Politics

Jeffrey Epstein death: Trial set for guards accused of skipping jail checks before sex offender's suicide

Key Points
  • Two Manhattan federal jail guards accused of trying to cover up their failure to check on Jeffrey Epstein in the hours before his suicide are scheduled to go on trial April 20.
  • Epstein, a former friend of Presidents Trump and Clinton, was awaiting trial for child sex trafficking charges at the time of his death in the Metropolitan Correctional Center.
  • Prince Andrew has stepped back from public duties because of a disastrous interview about his friendship with Epstein.
U.S. financier Jeffrey Epstein appears in a photograph taken for the New York State Division of Criminal Justice Services' sex offender registry March 28, 2017 and obtained by Reuters July 10, 2019.
New York State Division of Criminal Justice Services | Handout | Reuters

Two Manhattan federal jail guards accused of trying to cover up their failure to check on accused child sex trafficker Jeffrey Epstein in the hours before his suicide are now scheduled to go on trial April 20.

The trial of Tova Noel and Michael Thomas was set during a hearing Monday at which federal prosecutors said they have obtained "hundreds of hours of video" from the Metropolitan Correctional Center of the night before the wealthy investor Epstein was found Aug. 10 unresponsive in his cell with a noose around his neck.

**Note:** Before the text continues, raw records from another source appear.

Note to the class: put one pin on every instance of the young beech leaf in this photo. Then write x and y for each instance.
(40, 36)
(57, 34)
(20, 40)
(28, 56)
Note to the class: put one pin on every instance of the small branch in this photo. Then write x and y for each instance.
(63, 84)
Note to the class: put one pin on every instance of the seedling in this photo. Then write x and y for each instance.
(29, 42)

Prosecutors previously said some of the video does not show anyone approaching Epstein's cell after he was last seen entering it on the night of Aug. 9.

Noel and Thomas were charged Tuesday in U.S. District Court in Manhattan with conspiracy and falsifying official records.

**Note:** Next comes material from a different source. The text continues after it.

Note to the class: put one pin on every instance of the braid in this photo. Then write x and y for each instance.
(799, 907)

The Manhattan U.S. Attorney's Office has said the guards appeared to have slept, surfed the internet, moved around a common area and sat at their desk instead of doing mandated inmate head counts and regular rounds in the special protective unit of the jail, where Epstein was being held awaiting trial.

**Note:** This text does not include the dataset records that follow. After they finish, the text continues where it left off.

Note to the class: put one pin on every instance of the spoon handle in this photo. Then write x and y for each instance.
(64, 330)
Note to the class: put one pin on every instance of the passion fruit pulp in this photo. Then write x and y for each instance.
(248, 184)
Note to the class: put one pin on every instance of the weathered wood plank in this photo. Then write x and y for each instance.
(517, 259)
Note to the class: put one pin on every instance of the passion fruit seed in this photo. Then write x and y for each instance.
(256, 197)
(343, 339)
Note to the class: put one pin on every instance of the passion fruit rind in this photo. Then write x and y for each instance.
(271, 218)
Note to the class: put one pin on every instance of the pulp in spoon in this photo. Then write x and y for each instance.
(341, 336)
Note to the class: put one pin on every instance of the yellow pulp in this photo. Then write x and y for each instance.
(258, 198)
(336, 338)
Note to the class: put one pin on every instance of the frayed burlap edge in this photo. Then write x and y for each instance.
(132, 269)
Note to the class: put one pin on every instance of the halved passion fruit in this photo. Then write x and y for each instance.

Prosecutors and defense lawyers said Monday they expect the guards' trial to last one week.

The defendants, who are free on bail, are scheduled to return to court Jan. 30 for a pretrial conference.

The New York City medical examiner's office ruled Epstein's death a suicide by hanging.

But Dr. Michael Baden, a forensic pathologist hired by Epstein's brother, has said the injuries found on Epstein's neck were more consistent in cases of homicide than in suicide.

The death remains under investigation by several federal agencies.

Epstein, a former friend of Presidents Donald Trump and Bill Clinton, as well as of Britain's Prince Andrew, was a registered sex offender at the time of his death, which occurred weeks after he was found semiconscious with marks on his neck in his cell in an apparent initial suicide attempt.

NBC archive footage shows Trump partying with Jeffrey Epstein in 1992
VIDEO0:5800:58
NBC archive footage shows Trump partying with Jeffrey Epstein in 1992

He pleaded guilty in 2008 to state criminal charges in Florida, which included paying for sexual services from an underage girl. He served 13 months in jail for that case, but spent much of that time free on work release.

Epstein was arrested on federal sex trafficking charges in July, six months after The Miami Herald published articles detailing how he obtained a nonprosecution agreement from the Miami U.S. Attorney's Office in 2007.

Federal prosecutors in Manhattan claimed Epstein had sexually abused dozens of underage girls from 2002 through 2005 at his luxurious homes on the Upper East Side and in Palm Beach, Florida.

Trump's first Labor Secretary, Alex Acosta, resigned within days of Epstein's arrest because of renewed focus on his role, as Miami's top federal prosecutor, in negotiating the sweetheart nonprosecution deal with Epstein in 2007.

Prosecutors are continuing to investigate people who may have helped Epstein acquire a steady stream of girls and women to satisfy his compulsive sexual obsessions.

Prince Andrew last week withdrew from public duties, had his office evicted from Buckingham Palace and had his 60th birthday party canceled on the heels of a disastrous interview he gave the BBC about his past friendship with Epstein.

Andrew denied in the interview that he had had sex with one of Epstein's accusers, Virginia Giuffre, as she has claimed. The Duke of York was widely mocked for dismissing her account of him "sweating" on her on a London dance floor by claiming he was medically incapable of sweating due to the physical effect of having been shot at during the Falkland Islands War.

Andrew also was criticized for having said that Epstein behaved in an "unbecoming" manner with girls and women, and justifying his decision to spend four nights at Epstein's New York mansion — on a 2010 trip whose ostensible purpose was to end their friendship — because it was "a convenient place to stay."